COSTES & SEBASTIAN #mixtape


 

SebastiAn est sur toutes les lèvres. Total, son premier album est disponible depuis hier : torturé et dissonant, à l’image de son compositeur. Il semblerait que les premiers faits d’armes de Sebastian Akchoté remontent au début des années 2000. On le dit proche du groupe de rap français Cercle Vicieux, pourtant ses premières traces discographiques officielles, on les retrouvera sur un album de Costes, sobrement intitulé Nik Ta Race (je crois que c’est celui qui est sorti entre Guy Georges et NTMFN.)

 

Le beat est hip-hop et répétitif, les paroles sont strictement provocantes. Narcisse de Cercle Vicieux donne la réplique à Costes, pour un discours en noir et blanc, polémique à souhait. Sebastian y est dédicacé (‘un yougo’), on parle bien du même.

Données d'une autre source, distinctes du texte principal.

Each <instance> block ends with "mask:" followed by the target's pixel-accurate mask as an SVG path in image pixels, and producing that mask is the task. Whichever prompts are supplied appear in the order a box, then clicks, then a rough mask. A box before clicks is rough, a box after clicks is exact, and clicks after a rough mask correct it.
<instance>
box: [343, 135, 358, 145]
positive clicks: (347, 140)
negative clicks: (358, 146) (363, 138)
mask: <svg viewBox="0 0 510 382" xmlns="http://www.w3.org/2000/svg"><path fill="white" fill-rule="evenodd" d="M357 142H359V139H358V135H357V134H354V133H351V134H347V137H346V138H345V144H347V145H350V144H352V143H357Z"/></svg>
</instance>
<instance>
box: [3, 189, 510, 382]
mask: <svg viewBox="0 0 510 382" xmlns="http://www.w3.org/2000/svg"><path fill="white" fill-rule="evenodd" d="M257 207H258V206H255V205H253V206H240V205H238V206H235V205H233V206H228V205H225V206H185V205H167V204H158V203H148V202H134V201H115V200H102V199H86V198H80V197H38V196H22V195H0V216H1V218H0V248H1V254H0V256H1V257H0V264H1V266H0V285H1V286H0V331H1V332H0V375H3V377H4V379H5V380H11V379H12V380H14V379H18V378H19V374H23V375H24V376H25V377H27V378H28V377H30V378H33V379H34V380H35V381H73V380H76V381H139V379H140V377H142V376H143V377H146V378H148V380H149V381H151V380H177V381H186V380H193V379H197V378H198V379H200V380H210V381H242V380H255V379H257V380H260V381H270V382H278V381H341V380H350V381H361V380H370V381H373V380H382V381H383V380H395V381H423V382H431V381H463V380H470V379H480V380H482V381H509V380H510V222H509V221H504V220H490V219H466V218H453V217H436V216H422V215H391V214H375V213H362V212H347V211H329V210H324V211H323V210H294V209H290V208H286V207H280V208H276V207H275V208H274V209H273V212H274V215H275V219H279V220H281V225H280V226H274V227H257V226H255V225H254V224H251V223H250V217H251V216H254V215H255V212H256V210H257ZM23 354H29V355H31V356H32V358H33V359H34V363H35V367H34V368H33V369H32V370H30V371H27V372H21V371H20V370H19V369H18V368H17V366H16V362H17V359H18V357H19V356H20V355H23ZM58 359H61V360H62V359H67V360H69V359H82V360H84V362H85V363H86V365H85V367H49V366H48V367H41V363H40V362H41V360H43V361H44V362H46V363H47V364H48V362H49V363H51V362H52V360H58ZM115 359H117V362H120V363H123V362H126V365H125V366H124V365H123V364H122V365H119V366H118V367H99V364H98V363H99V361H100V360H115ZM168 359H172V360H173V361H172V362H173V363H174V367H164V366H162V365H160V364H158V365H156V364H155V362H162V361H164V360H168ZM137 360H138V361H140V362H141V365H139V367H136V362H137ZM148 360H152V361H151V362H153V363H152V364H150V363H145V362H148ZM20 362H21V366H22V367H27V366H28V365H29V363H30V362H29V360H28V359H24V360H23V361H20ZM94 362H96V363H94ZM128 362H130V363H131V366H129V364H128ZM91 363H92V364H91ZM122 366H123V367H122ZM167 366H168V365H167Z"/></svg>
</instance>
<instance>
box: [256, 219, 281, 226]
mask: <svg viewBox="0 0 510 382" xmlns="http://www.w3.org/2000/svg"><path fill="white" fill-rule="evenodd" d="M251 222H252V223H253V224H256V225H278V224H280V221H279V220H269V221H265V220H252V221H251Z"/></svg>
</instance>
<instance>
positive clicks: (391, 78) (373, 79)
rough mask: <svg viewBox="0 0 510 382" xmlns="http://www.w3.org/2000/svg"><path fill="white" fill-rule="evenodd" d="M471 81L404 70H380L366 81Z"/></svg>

Le projet est surprenant, pour qui n’est pas habitué aux frasque de Jean-Louis Costes, un artiste performer, complètement fou, exhibitionniste, qui enchaîne les albums sur K7, puis sur CDR, depuis une cave de Saint-Denis. Costes a surtout défrayé la chronique à la fin du 20ème siècle, son art dérange, ses performances sont scatologiques et choquantes, son discours violent est considéré comme ambigu, vu de l’extérieur ça peut faire peur. On pouvait être interloqué par les intentions et ambitions de ce personnage.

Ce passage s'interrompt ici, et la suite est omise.